Up Batch asynchronous tasks with coroutines

Parallel async coroutines

Last modified on August 15, 2012 17:22

Use a parallel asynchronous coroutine when two or more asynchronous tasks should run simultaneously and you want to be notified when all of them have completed ... or if any one of them fails.


We've focused on batching Asynchronous Serial Tasks because it's a common pain point that cries out for some relief.

Having slain that dragon, you discover another one in the same cave. You have several asynchronous tasks that must finish collectively but they are mutually independent and you don't care which finishes first. You suspect that your application might run faster if you fired them off together and let the caller work on something else until all of the parallel tasks are done.
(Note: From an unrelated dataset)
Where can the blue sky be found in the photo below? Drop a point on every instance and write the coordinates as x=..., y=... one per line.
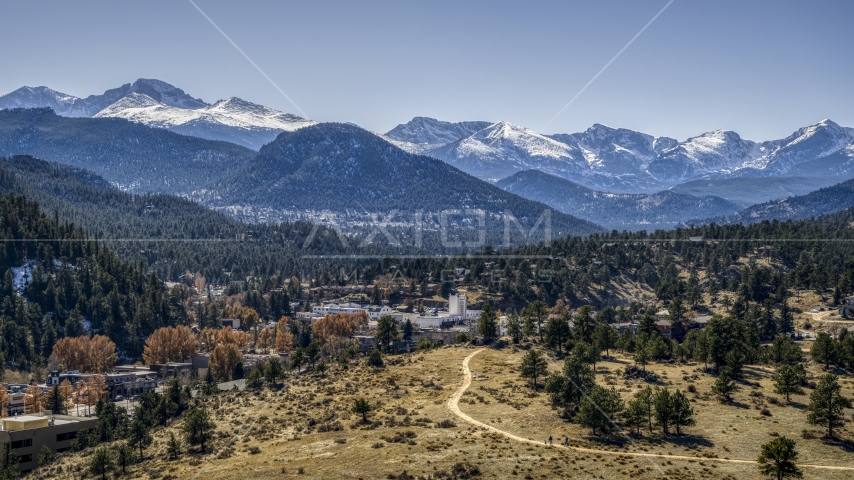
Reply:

You suspect ... but you do not know. The watch word for performance tuning is "measure.". Measure before and after. Measure for different runtime environments. We have seen plenty of multi-threaded code that ran slower than the original single-threaded approach. While it is often the case that a batch of IO tasks, such as fetching entities from a remote database, complete significantly faster when run in parallel, we urge you to test that assumption in your application.

A parallel scenario: loading lists at launch

Many applications rely on lots of small lists:  lists of states or provinces, lists of status codes, lists of suppliers, etc. Most are very stable (the provinces) and might be worth enshrining in the code. However, you have your good reasons to read them in from the database when the application launches.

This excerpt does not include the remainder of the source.